W przededniu stulecia I wojny światowej Franciszek apeluje o pokój: nie powielajmy
błędów z przeszłości
Po odmówieniu południowej modlitwy maryjnej Franciszek nawiązał do przypadającej
jutro setnej rocznicy wybuchu I wojny światowej, która spowodowała miliony ofiar i
wielkie zniszczenia. Przypomniał, że Benedykt XV nazwał je zbyteczną rzezią. „Jutro
będziemy przeżywać dzień żałoby, pamiętając o tej tragedii” – powiedział Papież. Zaapelował
przy tym, by dziś nie popełniano tych samych błędów.
„W sposób szczególny
myślę dziś o trzech kryzysowych regionach: śródziemnomorskim, irackim oraz ukraińskim.

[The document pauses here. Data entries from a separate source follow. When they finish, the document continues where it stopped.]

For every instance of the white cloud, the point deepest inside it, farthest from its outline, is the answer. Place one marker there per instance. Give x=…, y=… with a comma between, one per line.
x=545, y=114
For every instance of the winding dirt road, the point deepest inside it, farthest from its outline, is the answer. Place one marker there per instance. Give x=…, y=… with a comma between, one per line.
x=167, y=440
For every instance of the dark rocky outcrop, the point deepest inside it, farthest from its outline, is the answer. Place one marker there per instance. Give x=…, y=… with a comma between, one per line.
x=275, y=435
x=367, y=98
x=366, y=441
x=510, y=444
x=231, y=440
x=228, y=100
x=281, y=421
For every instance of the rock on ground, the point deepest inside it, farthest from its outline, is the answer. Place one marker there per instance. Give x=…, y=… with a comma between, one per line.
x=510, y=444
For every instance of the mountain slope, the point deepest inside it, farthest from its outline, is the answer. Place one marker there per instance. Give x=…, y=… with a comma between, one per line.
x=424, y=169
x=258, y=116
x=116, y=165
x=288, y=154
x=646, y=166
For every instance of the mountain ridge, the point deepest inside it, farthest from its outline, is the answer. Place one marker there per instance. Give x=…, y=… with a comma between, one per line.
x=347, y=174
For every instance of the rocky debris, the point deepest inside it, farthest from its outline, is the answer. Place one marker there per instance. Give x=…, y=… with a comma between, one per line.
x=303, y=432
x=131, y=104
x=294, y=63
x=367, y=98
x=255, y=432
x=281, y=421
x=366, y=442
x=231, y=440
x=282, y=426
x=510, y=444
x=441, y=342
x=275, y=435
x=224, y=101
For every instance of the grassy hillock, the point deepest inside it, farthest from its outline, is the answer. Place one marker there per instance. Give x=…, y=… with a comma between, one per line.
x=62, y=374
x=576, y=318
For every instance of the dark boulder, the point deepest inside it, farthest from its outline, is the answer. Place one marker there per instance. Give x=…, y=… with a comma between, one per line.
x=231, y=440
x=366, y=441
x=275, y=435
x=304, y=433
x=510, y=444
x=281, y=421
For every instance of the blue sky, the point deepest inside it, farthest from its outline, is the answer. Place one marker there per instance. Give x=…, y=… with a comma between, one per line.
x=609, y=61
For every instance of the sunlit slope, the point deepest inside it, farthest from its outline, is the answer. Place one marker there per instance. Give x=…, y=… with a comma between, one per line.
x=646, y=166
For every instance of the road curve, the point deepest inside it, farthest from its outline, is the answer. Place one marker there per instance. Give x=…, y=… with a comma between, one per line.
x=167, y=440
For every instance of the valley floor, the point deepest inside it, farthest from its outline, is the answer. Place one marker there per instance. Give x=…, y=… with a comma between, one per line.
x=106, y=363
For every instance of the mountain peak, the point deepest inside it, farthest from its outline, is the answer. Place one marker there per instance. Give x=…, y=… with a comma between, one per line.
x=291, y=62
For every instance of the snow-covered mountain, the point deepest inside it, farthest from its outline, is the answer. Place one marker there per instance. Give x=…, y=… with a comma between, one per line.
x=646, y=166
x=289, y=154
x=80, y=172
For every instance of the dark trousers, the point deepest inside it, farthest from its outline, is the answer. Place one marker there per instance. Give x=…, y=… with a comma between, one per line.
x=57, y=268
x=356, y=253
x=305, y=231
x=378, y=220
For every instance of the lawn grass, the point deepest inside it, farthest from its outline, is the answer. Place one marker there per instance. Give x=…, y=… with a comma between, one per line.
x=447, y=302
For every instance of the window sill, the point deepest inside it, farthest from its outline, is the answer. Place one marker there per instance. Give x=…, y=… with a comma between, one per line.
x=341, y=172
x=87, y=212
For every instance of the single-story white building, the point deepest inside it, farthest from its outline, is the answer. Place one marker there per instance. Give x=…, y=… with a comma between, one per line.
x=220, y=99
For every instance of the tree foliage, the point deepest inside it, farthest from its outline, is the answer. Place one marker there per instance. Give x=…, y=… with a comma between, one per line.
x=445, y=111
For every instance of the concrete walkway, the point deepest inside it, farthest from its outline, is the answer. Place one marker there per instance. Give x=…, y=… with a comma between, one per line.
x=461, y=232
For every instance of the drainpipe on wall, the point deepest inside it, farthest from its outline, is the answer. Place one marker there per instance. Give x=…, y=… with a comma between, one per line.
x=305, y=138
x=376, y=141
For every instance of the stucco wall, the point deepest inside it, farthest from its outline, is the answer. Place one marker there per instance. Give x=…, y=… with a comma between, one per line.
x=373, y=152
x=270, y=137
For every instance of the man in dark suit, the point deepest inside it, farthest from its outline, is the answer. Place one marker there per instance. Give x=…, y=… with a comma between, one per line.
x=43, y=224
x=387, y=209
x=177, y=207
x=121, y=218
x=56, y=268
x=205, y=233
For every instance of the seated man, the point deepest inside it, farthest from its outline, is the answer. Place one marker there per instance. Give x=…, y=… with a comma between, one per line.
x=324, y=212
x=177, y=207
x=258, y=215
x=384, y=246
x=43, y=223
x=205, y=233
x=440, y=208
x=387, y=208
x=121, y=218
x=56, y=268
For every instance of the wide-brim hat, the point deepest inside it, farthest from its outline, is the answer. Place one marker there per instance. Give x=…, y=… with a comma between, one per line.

Proszę was – apelował Franciszek – byście nadal przyłączali się do mojej modlitwy,
aby Pan Bóg dał ludności i władzom tych regionów mądrość i siłę, niezbędne, by w sposób
zdecydowany iść po drodze pokoju, odpowiadając na wszelkie obelgi niezłomną wolą dialogu,
negocjacji i pojednania. Przy podejmowaniu jakichkolwiek decyzji niech nie kierują
się własnym interesem, lecz dobrem wspólnym i poszanowaniem każdego człowieka. Pamiętajmy,
że wojna wszystko zaprzepaszcza, a w pokoju nic się nie traci. Nigdy więcej wojny,
bracia i siostry. Myślę tu przede wszystkim o dzieciach, którym odbiera się nadzieję
na godne życie, na przyszłość. Myślę o dzieciach zabitych, rannych, okaleczonych,
osieroconych, o dzieciach, dla których zabawkami są niewypały, o dzieciach, które
nie potrafią się uśmiechać. Zatrzymajcie się, proszę. Proszę was o to z całego serca.
Czas się zatrzymać. Zatrzymajcie się, proszę!”